Profiling Distributed Applications with Perf
Written by Sander Mertens
February 16, 2018
I, like many developers, have been in situations where I needed to take an existing application and make it faster–basically by removing slow code and replacing it with fast code. I know now to follow one simple rule when it comes to optimizing code:
Whatever code I think is slowing down the application, is where I should look last.
Profiling is a trade that makes you come to terms with the limitations of your intuition very quickly. I realized early on I needed cold, hard measurements to tell me which parts of my code needed optimizing. Fortunately there is a plethora of profiling tools available that can measure just about anything related to how your code is running.

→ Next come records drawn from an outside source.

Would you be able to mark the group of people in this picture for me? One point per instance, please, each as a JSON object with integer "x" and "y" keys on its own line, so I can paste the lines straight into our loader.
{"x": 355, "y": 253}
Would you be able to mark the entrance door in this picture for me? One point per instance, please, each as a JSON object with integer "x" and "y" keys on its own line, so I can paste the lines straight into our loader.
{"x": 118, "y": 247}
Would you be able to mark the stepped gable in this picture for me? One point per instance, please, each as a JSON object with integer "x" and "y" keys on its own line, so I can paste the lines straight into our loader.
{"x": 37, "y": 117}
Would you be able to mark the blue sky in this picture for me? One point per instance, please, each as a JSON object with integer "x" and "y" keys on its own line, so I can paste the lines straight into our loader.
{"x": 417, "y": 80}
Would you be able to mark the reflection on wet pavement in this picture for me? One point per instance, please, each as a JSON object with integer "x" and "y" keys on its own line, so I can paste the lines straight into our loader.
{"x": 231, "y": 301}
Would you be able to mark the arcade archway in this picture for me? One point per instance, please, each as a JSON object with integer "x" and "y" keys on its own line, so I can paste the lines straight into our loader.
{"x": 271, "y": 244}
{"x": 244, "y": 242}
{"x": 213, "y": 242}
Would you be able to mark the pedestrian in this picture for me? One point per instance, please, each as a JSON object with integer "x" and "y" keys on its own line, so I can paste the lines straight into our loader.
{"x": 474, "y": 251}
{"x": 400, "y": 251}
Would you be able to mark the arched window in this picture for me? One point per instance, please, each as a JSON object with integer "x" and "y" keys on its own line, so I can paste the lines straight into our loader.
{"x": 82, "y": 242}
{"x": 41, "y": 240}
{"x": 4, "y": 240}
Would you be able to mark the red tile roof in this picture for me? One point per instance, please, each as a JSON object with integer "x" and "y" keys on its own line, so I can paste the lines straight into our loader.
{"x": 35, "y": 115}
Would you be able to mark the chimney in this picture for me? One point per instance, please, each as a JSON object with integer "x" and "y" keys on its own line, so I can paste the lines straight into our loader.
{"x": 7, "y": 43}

Tools, however, do not necessarily make profiling easy. Interpreting measurements can be tricky, and variables need to be tightly controlled when conducting experiments. In particular, multi-threaded and distributed applications are hard to profile.

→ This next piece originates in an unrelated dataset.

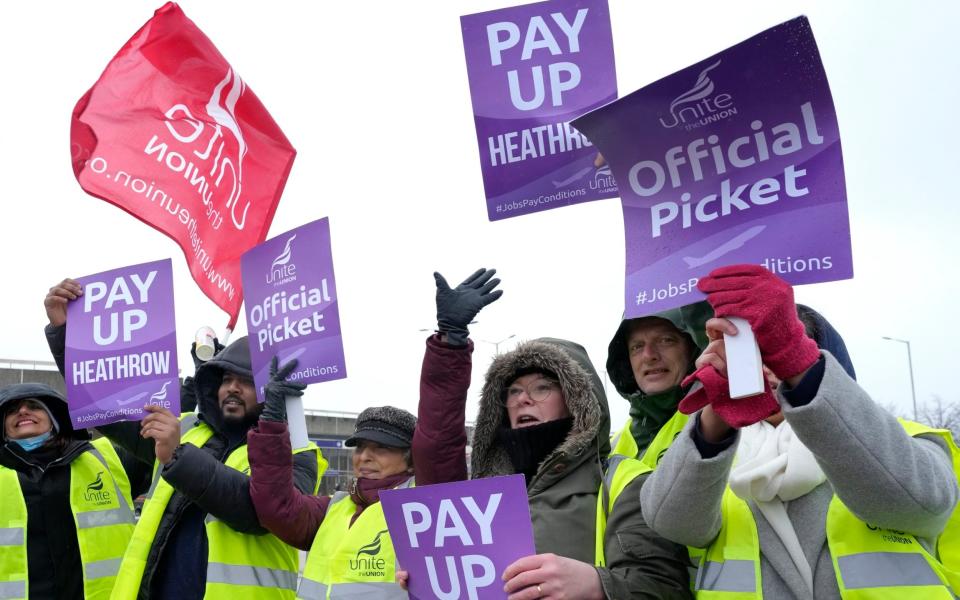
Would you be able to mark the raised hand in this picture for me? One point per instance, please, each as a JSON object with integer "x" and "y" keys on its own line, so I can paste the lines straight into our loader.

Anyone who ever had to debug a race-condition will be familiar with how time-sensitive the behavior of multi-threaded applications is. Profiling multi-threaded applications has similar challenges, as timing becomes a significant factor in the measurement.
Profilers like callgrind slow down your program significantly, and therefore impact timing. An example that shows a limitation of such profilers is mutex contention. Your application may run slowly because a mutex is being heavily used, causing your code to spend a lot of time in lock functions. A tool like callgrind would not reveal this, as it counts instructions, not time.
There is another class of profilers which do “statistical profiling.” These profilers allow you to run your program like you normally would, while taking periodic snapshots of where the application is spending its time. These profilers need to run for some time to produce accurate results, but can do so with minimal impact on timing. That makes them a great fit for profiling multithreaded and/or distributed applications!
I wanted to share a profiling workflow using the Linux perf tool, that I found to be especially useful as it allows me to quickly identify performance “hotspots.” I will use the c/hello_dynamic example from RTI Connext 5.3.0 as a target for measuring performance.
First, make sure that perf is installed on your Linux machine. On Ubuntu, I had to run this command to install perf on my machine:
sudo apt-get install linux-tools-common linux-tools-3.13.0-107-generic
Next, you need to download a GitHub project that can convert the output from perf to what is called a “FlameGraph,” which is a visual representation of the collected profiling data. Run this command from a location that is convenient to access (like your home directory):
git clone https://github.com/brendangregg/FlameGraph
Now navigate go to the hello_dynamic example in the rti_workspace/examples/c folder. Build the code with these commands (make sure NDDSHOME is set to the RTI Connext installation):
make -f makefile_Hello_x64Linux3gcc4.8.2
The platform in the name of the makefile might be different from your platform. Note how we set the DEBUG environment variable. We do this so that the binary has debugging symbols, which will allow us to see the names of functions in the callstacks that perf outputs.
We can now run perf on our code. Run the following commands:
objs/x64Linux3gcc4.8.2/Hello sub &
sudo perf record -g objs/x64Linux3gcc4.8.2/Hello pub
After some time, hit control-C to exit the publisher. Perf will have produced a file called “perf.out”. We now need to translate this file into something the FlameGraph tool understands, using a script from the FlameGraph repository:
perf script -f | ~/FlameGraph/stackcollapse-perf.pl > out.perf-folded
From here, we can generate the FlameGraph image:
~/FlameGraph/flamegraph.pl out.perf-folded > perf.svg
When you open the perf.svg file in a webbrowser, it should look something like this:
The horizontal axis represents the time spent in a particular function, whereas the stacked bars represent the call stack of your application. You can click on each bar to zoom in to that particular stack.
Try re-running the publisher, but without a subscriber. You will notice that the right part of the flamegraph will disappear, as DDS does not send out any data when there are no subscribers!
The perf tool can do a lot more than what this blog describes. If you know of other settings or tools that have made your profiling life easier, let us know!